Ban on Gas Flaring Commendable, Long Overdue, says ERA/FoEN


Gas flaring

By Daniels Ekugo

The Environmental Rights Action/Friends of the Earth Nigeria (ERA/FoEN) has commended the Senate’s unanimous adoption of the Bill for an Act to Prohibit Gas Flaring in Nigeria sponsored by Senator Bassey Akpan, representing Akwa Ibom North East Senatorial district.

The Bill, which passed second hearing in 2017, seeks to ensure natural gas is not flared or vented in any oil and gas production operation, bloc or field, or onshore or gas facility.

It also contains a provision which states that any person who acted on behalf of a licensee to supply inaccurate data to the Department of Petroleum Resources (DPR) or to any other person duly empowered by a law authority, commits an offence punishment upon conviction of the sum of N10 million (ten million naira) or imprisonment for a maximum term of six months or both.

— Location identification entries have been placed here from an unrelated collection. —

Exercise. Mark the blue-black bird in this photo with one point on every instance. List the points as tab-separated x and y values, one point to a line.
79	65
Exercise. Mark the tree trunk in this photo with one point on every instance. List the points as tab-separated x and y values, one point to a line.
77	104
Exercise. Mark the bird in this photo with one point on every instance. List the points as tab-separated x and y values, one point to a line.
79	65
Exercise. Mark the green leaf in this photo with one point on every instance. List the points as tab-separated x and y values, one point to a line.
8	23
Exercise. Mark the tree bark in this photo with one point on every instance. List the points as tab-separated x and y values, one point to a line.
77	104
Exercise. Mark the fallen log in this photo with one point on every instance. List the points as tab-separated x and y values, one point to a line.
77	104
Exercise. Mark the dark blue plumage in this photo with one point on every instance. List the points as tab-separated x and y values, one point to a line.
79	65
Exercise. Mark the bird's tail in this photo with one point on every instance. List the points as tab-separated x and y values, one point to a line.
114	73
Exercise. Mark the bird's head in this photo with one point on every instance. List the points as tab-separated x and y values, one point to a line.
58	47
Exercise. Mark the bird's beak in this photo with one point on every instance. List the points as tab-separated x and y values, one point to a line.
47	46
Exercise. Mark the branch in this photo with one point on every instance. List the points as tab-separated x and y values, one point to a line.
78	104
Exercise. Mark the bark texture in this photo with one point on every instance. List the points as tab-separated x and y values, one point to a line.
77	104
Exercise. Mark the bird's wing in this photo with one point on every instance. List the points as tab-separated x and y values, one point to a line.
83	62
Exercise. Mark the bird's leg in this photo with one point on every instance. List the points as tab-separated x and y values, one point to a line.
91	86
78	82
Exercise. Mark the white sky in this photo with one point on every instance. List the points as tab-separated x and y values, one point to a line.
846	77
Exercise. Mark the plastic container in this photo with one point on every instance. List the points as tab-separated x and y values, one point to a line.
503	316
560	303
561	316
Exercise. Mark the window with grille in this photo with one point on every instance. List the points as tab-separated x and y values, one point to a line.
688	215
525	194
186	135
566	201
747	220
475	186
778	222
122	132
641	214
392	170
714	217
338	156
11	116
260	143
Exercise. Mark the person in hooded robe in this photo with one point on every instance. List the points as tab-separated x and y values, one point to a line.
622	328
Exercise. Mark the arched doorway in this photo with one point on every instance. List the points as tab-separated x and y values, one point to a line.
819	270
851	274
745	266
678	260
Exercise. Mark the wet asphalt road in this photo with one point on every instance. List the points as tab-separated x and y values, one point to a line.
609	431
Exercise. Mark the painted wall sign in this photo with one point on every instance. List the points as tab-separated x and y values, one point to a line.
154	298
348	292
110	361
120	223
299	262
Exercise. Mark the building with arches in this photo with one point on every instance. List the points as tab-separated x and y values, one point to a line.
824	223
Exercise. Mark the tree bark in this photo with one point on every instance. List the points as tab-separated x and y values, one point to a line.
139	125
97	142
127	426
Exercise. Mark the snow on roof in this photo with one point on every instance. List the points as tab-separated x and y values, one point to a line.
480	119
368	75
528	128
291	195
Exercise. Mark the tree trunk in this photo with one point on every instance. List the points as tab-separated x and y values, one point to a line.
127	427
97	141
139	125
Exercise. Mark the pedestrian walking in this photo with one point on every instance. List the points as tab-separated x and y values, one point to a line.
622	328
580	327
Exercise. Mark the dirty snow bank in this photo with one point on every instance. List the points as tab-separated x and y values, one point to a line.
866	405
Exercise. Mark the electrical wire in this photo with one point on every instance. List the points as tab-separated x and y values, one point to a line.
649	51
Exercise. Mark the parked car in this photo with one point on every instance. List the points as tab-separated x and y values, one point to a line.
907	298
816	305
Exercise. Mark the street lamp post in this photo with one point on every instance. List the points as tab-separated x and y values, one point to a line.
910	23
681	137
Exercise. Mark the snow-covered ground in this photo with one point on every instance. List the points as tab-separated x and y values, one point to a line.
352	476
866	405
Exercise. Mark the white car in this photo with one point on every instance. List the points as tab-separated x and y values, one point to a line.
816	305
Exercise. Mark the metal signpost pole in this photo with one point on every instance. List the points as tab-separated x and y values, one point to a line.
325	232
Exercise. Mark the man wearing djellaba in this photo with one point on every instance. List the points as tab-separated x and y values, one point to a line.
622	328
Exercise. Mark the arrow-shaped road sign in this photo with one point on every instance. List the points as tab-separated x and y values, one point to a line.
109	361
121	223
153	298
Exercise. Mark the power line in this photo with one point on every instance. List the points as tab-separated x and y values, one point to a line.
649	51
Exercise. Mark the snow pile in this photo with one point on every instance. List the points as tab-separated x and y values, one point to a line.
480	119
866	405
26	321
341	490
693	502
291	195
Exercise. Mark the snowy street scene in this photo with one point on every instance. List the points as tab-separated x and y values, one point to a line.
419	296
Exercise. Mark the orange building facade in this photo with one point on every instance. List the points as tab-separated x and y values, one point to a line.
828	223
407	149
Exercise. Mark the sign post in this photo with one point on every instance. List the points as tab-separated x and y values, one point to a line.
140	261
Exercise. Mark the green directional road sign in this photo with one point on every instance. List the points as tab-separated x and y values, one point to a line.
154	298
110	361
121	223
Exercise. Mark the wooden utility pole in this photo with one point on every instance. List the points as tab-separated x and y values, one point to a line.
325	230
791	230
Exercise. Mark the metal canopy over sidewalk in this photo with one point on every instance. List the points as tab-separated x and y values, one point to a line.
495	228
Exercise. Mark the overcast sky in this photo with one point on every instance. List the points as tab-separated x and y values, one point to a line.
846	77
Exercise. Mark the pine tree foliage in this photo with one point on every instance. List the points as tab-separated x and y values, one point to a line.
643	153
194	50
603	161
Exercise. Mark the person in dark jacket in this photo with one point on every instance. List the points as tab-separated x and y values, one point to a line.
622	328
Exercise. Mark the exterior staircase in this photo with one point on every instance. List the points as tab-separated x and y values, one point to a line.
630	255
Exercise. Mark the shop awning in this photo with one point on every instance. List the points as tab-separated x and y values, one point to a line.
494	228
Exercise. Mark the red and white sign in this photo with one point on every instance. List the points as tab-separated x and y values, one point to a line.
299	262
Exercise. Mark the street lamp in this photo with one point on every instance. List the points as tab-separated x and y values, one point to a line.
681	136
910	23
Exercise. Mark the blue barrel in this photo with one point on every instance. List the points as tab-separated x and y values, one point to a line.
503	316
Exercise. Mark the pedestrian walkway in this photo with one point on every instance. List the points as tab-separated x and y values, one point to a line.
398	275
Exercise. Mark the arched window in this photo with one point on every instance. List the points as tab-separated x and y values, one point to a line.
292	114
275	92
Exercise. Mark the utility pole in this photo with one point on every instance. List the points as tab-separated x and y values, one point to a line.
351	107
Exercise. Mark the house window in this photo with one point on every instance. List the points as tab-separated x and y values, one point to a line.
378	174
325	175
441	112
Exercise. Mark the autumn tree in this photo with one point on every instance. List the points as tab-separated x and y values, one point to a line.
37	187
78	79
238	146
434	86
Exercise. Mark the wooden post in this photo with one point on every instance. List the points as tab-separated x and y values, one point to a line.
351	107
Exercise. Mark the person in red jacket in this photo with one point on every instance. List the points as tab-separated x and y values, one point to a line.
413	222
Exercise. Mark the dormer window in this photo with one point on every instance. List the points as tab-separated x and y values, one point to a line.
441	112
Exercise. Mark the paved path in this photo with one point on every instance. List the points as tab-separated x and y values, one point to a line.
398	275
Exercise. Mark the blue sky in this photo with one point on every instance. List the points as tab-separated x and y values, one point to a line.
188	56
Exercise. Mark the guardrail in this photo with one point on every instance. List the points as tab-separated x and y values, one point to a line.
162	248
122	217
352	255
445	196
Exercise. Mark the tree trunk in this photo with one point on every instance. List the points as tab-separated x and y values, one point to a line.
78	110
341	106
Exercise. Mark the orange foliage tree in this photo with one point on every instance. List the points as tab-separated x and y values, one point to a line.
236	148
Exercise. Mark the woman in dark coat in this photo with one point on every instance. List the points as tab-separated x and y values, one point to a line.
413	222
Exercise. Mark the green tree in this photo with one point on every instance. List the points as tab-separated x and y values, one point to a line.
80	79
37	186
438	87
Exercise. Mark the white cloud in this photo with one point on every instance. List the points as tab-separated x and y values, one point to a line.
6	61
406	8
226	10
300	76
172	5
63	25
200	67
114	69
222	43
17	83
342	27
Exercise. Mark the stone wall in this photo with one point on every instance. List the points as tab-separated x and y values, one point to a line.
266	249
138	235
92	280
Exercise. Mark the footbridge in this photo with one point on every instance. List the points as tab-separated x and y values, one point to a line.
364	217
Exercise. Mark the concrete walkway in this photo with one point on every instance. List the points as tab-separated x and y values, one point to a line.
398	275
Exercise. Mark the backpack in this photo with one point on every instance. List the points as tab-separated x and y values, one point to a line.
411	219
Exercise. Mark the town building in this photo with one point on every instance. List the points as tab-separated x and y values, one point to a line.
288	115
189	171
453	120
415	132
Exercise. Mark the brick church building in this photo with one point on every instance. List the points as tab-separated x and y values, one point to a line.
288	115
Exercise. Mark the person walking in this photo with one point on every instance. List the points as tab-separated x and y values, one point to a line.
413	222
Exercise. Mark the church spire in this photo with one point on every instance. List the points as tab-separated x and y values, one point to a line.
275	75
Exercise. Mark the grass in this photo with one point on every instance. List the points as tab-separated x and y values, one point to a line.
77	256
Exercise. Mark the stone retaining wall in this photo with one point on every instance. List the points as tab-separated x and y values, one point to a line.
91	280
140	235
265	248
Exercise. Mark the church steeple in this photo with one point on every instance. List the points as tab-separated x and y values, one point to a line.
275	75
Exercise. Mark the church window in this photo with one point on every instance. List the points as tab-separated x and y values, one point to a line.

In a statement issued in Lagos, ERA/FoEN said that the Senate decision is a bold move coming after years of policy summersaults on flare-out dates and tokenism that have left the economy reeling and communities near the flare sites in subhuman conditions.

ERA/FoEN Executive Director, Godwin Uyi Ojo said: “The Bill prohibiting gas flaring in Nigeria is timely and welcome not only in the Niger Delta communities where there are over 200 flare sites gassing the existence out of the natives, but also to the global environmental justice movement that have consistently condemned this practice”

Ojo pointed out that the politics surrounding flare out dates which started in Nigeria in 1984 and had persisted until the news of the passage of the bill, had become very embarrassing and portrayed the country as unserious in tackling the far-reaching impacts of gas flaring to host communities, the larger environment and the attendant loss of revenue to the nation put at over $2.5 billion annually.

He noted that while the option of fine in the Bill is welcome, it does not go far enough, proposing instead, that the violating International Oil Companies (IOCs) are made to pay the actual value of the amount of flared gas in addition to the fine.

Re-echoing ERA/FoEN position that gas flaring is a violation of human rights, the ERA/FoEN boss maintained that gas flaring exposes communities within a 30 kilometre radius of any flare point to dangerous toxins that poison them, their animals and their sources of livelihood, denying them their fundamental right to life and dignity as required under Nigerian laws and other international instruments.

“It is therefore our conviction that this Bill is in the right direction. We however demand that the Senate oversight functions should be deployed along with other relevant agencies of government to ensure enforcement and compliance. This is what we want, and this is what the impacted communities demand,” Ojo insisted.